UPDATE: Senate Request for NSF 2 Percent Below Current Year
Update: The Senate Appropriations Committee on Thursday called for spending $7.3 billion on the National Science Foundation in the coming fiscal year, mirroring the allocation approved by a subcommittee earlier in the week. The Commerce, Justice, Science, and Related Agencies Appropriations Act, or CJS, allocates $56.4 billion for those agencies, and does not deviate from what the CJS subcommittee approved.
This was not for want of trying, however. The ranking member of the CJS subcommittee, New Hampshire Democrat Jeanne Shaheen, introduced an amendment which would have increased the CJS budget by $6.5 billion. That increase, which would have kicked in only if there is a bipartisan budget agreement, was defeated on a 15-16 vote. Among its proposed increases was $3.37 billion to create new jobs through increased support for science, technology, engineering and math training/workforce programs and scientific research and $538 million to increase funding for NSF and to keep NASA at FY17 funding levels.
The CJS bill now moves to the full Senate floor.
***
The U.S. Senate subcommittee which creates legislation to fund the National Science Foundation on Tuesday passed a bill which includes $7.3 billion for NSF. While the amount set aside by the Appropriations Subcommittee on Commerce, Justice, Science, and Related Agencies is $161 million less than what the current fiscal year budget allocates, it’s still well above what the Trump administration requested.
The subcommittee’s bill goes before the full Appropriations Committee on Thursday.
NSF funding is part of the much larger Commerce, Justice, Science, and Related Agencies Appropriations Act, or CJS, which allocated $56.4 billion for agencies ranging from the Department of Commerce (which includes the Bureau of the Census and National Institute of Standards and Technology), the Department of Justice, and various standalone science agencies like NSF, National Aeronautics and Space Administration and the National Oceanic and Atmospheric Administration.
A similar bill has already been passed in the House of Representatives, and eventually both version must be reconciled and a single bill approved by both chambers for the president to sign into law. The House version calls for a $7.4 billion NSF budget.
The increased funding for NSF – which pays for a majority of university-based social science research in the United States — represents one of the largest differences between the president’s proposed budget and the legislated version. The total CJS bill, while $3.2 billion below this fiscal year’s enacted level, is still $4.4 billion above the administration’s budget request – and the NSF increase is $658 million of that $4.4 billion. “The committee,” said its Republican chair, Richard Shelby of Alabama, “has made difficult but responsible decisions to craft a bill that stays within our spending boundaries.”

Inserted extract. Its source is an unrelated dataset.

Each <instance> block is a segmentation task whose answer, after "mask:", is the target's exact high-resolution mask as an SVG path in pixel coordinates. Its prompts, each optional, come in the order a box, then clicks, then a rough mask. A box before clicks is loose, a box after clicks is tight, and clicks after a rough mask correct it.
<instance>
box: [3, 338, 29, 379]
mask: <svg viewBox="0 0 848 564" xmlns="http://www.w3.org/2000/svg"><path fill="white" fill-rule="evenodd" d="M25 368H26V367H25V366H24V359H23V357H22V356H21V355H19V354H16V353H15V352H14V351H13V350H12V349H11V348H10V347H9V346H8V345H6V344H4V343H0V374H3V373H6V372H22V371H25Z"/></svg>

The CJS bill passed without discussion in Tuesday’s 10-minute markup session, and on a bipartisan vote. Nonetheless, the ranking Democratic member of the committee, New Hampshire’s Jeanne Shaheen, bemoaned the cuts to NSF.
“I am disappointed we couldn’t keep funding for the National Science Foundation at the FY17 level. The bill cuts NSF research and education by 2 percent, far lower than the 11 percent proposed by the administration, but still this will mean 456 fewer grants, cutting support for nearly 5,000 researchers, students, teachers and technicians who are making innovative discoveries and training the [science, technology and mathematics] workforce of the future.”
She added that “the cut to NSF in the budget does not reflect a lack of support for science, I want to make that clear, but it’s a reality of our restrained budget caps, and is another signal that we need a new budget deal to address the destructive cuts due to sequestration.”
While NSF is a clear concern for social scientists, many eyes have also focused on the Bureau of the Census, which generates reams of data used for research. The CJS bill proposes $1.5 billion for the Census, which is $51 million above the current fiscal year and $24 million above the Trump request. While that is higher, outside observers are concerned that the ramp-up is insufficient to pay for a successful, and constitutionally mandated, 2020 Census, especially given the technological advancements that need to be in place before the count begins. Republicans, meanwhile, remain concerned that the Census is spending too much. “Strict oversight and fiscal responsibility are essential for Commerce’s success in fiscal year 2018,” Shelby said, “which is why the bill directs the Census Bureau to continue its efforts to make the costs of the 2020 Census lower than that of the 2010 Census.”